- Birth name: David Leon Teacher
- Born: 29 December 1923 Hastings, Sussex, England
- Died: 24 May 2024 (aged 100) Salford, Greater Manchester, England
- Allegiance: United Kingdom

= David Teacher =

British World War II veteran (1923–2024)

David Leon Teacher (29 December 1923 – 24 May 2024) was a British RAF veteran of the RAF Regiment, serving in France, Belgium, the Netherlands and Germany.

==Biography==
Teacher was born on 29 December 1923 in Hastings, Sussex. He served as an LAC2 with an RAF Beach Unit, which was part of Combined Operations forces during the first wave of the Normandy landings on Juno Beach.

In late 2023, as Teacher (living in a residential care home for veterans, Broughton House Veteran Care Village) approached his 100th birthday, British broadcaster and filmmaker, Richard Alexander self-published the first editions of the finished work, entitled No Ordinary Tuesday via Kickstarter where it was successfully funded. In an unusual addition to printed biographies, Alexander incorporated QR codes throughout, allowing the readers to watch various films and short interviews with Teacher recounting his experiences, anecdotes and memories to camera. To celebrate this milestone, Alexander planned a special surprise for his now-best friend in Ingleton, North Yorkshire; a reunion with the QL, now completely renovated and replete with RAF Beach Unit (part of Combined Operations) markings, access kindly provided by the new owner, Robert Atkinson.

In a 2019 interview, Teacher was quoted as saying ""I enjoyed every minute of it. I enjoyed the comradeship including the hardships, because we all went through it together. I enjoyed my service career immensely, its something I would do again if I had to – I wouldn't hesitate. It was a wonderful way of life, no doubt about it." The same year, broadcaster Alexander released a short film (approx 16 mins ) about Teacher's recent visit to the Netherlands, courtesy of a Dutch charity called 'Het Gooi Bevrijd' (Gooi is an area around Hilversum, and 'bevrijd' is Dutch for 'liberated'). In the film, Teacher expresses his opinion about the Netherlands' superior approach to commemoration and recognition to veterans compared to his home country United Kingdom. Notably, his declaration is shared by other veterans from both the UK (such as Bill WH Price from the Royal Artillery and despatch rider Lewis Banham) and the United States (Bob Izumi, 101st Airborne).

Teacher celebrated his 100th birthday 29 December 2023 with friends and family at Broughton House in Salford, Manchester, receiving a card from warrant officer Steve Garrett of REME on behalf of King Charles III. In an interview with the BBC, screened on the Breakfast Show on BBC1 (30 December 2023), Teacher was quoted as saying "D-Day was a doddle" due to the superior Allied air cover overhead. Regardless, he survived an immense scare when a Luftwaffe aircraft dropped a bomb very close that failed to explode.

Teacher died in Salford on 24 May 2024, at the age of 100.

==Honours==
Teacher was appointed MBE in the 2012 New Year Honours for services to charitable fundraising.

In 2017 it was revealed that a group of volunteers had raised enough money to organise a modern reprise of Teacher's D-Day landing, consisting of him being driven on the same stretch of sand seventy-three years later. The entire project had been made possible with the support of an owner of a WWII Bedford QL, the same vehicle Teacher had driven ashore through deep water from an LCT landing craft on 6 June 1944.
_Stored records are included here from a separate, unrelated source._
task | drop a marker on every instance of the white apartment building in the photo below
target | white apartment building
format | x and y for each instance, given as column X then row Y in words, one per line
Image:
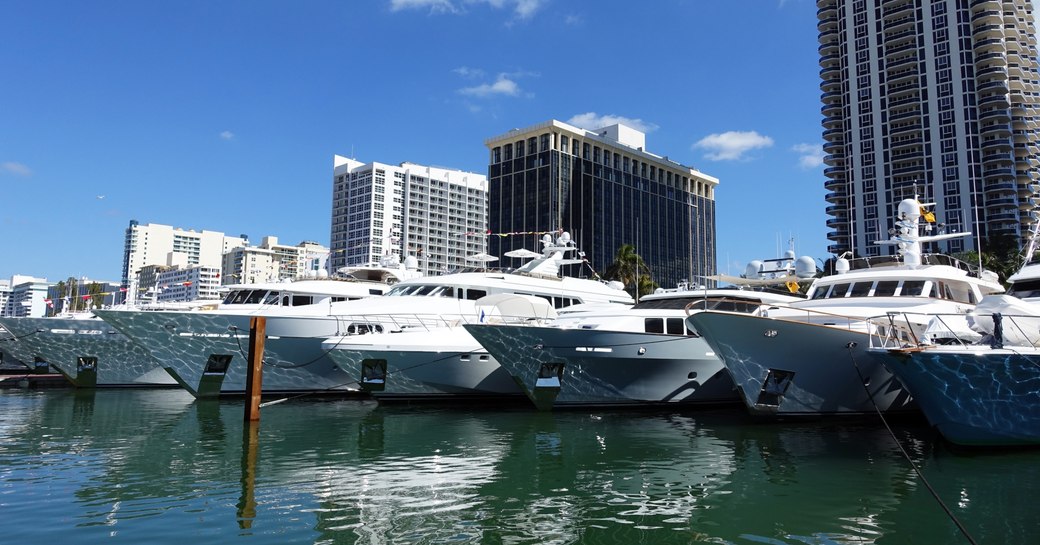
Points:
column 437, row 214
column 250, row 265
column 25, row 296
column 151, row 244
column 192, row 283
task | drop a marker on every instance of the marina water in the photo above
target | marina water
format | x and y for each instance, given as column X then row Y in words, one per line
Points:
column 156, row 466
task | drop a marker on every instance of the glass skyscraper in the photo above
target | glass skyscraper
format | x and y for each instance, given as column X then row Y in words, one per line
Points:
column 933, row 98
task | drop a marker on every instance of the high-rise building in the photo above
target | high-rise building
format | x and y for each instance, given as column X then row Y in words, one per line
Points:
column 152, row 243
column 25, row 296
column 933, row 98
column 606, row 189
column 437, row 214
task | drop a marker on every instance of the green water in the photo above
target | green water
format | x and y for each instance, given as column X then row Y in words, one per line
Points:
column 157, row 467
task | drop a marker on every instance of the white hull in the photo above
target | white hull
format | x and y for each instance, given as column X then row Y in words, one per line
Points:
column 88, row 352
column 607, row 367
column 825, row 367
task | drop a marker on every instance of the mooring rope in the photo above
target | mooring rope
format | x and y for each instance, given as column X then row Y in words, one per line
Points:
column 906, row 455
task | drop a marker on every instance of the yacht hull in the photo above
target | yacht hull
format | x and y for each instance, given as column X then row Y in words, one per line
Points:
column 606, row 367
column 207, row 353
column 976, row 396
column 793, row 368
column 88, row 353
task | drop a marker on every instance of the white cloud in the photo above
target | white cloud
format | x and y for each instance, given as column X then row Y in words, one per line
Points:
column 522, row 9
column 435, row 6
column 732, row 145
column 593, row 121
column 502, row 85
column 16, row 169
column 811, row 155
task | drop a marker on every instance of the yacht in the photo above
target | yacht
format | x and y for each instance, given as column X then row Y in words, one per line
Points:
column 981, row 388
column 207, row 351
column 811, row 358
column 199, row 348
column 404, row 356
column 444, row 362
column 640, row 356
column 13, row 353
column 87, row 352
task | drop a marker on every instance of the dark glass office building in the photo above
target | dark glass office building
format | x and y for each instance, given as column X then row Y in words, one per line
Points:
column 605, row 189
The entire reenactment was documented by Alexander, with the trip forging a very close friendship between the pair despite the substantial age difference, who continued to visit the continent together repeatedly over the following year with Alexander recording the trips for a planned documentary to be completed with the 75th anniversary of VE Day. However, with the COVID-19 pandemic causing all events and travel plans to be cancelled, and in early 2020, the RAF veteran suffered a fall at home at age 96 and was treated as an in-patient at Royal Oldham Hospital in Lancashire, where he was befriended by a young man who subsequently stole his only contact with his relatives and friends, his mobile phone. According to various newspaper reports, this event amid Teacher's lockdown isolation spurred Alexander on to writing a complete biography of his senior friend's life.

Speaking to the BBC during the birthday celebrations for Teacher, Alexander said the veteran's volunteer work talking to visitors coming to the Imperial War Museum in Manchester, was of "incredible importance to him, because he felt it was important to educate their younger visitors about the perils of war and conflict".

Salford City Council had collaborated with Teacher's long-time friend and carer, Richard Alexander (see above), with a view to screening a living tribute to the Juno Beach veteran, intended to be projected onto the front of their council building in the city for D-Day commemorations & celebrations on 6 June, 2024. Sadly, with Teacher's death only 13 days before, Alexander had to cut an entirely different film, which was successfully screened for the public on the arranged date.